Bitcoin has experienced a notable decline as the US stock market opened on Friday, prompted by higher-than-expected inflation data. The most recent figures from the Producer Price Index (PPI) revealed an increase of 0.5% month-on-month for January, exceeding the anticipated 0.3%. The core PPI presented an even larger surprise, rising 0.8% against expectations of 0.3%. This growth in producer prices has led to increased concerns in risk assets, negatively impacting Bitcoin’s value.
As a result, Bitcoin’s price fell nearly 2.5% on exchanges like Bitstamp, intensifying pressure on the cryptocurrency market as traders reacted to the heightened inflationary environment. In contrast, traditional safe havens such as gold and silver thrived under this “risk-off” sentiment. Gold turned its sights on $5,200 per ounce, while silver surged past $92, both reaching their highest levels since late January.
The market’s reaction to the inflation data has prompted a reassessment of expectations regarding interest rate decisions by the Federal Reserve. Projections for cuts in interest rates during the Fed’s March meeting have now dropped to below 4%.
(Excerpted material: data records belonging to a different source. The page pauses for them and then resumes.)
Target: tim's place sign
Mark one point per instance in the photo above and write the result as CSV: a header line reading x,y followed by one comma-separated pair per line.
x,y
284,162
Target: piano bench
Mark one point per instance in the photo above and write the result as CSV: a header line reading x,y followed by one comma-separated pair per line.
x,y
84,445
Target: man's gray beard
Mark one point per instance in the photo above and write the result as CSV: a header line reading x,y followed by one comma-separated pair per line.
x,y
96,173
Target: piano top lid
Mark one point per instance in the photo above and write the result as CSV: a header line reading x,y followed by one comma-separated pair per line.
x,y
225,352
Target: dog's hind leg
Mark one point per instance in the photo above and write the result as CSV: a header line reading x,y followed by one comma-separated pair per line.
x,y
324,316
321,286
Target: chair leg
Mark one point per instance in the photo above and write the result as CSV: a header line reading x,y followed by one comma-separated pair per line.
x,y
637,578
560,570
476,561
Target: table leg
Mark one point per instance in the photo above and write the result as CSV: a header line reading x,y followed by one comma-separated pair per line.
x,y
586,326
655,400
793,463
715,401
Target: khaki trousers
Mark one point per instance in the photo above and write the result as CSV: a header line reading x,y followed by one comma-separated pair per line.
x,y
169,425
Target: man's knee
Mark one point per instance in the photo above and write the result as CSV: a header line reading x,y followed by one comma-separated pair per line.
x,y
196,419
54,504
With the end of the month approaching, Bitcoin traders find themselves anxious about potential outcomes. Analyst Michaël van de Poppe has cautioned about the possibility of Bitcoin encountering levels reminiscent of its significant downturn in early February, where it reached 15-month lows close to $59,000. He emphasized the importance of holding the $65,000 mark, stating, “Pretty crucial area for me to hold on to. I’d highly favor that $BTC finds a higher low at $65k.”
Historical comparisons have not been favorable; last month witnessed a substantial collapse in the markets, raising uncertainties for traders as they await the closing days of January. Analysts are closely monitoring key resistance levels, including the 200-week exponential moving average and the crucial old all-time highs near $69,000.
Currently, Bitcoin’s performance is on track with February 2025 metrics, showing losses of nearly 17% month-to-date. This situation marks a concerning trend as the cryptocurrency prepares for what would be its fifth consecutive month of losses—a pattern not seen since 2018, according to data from CoinGlass.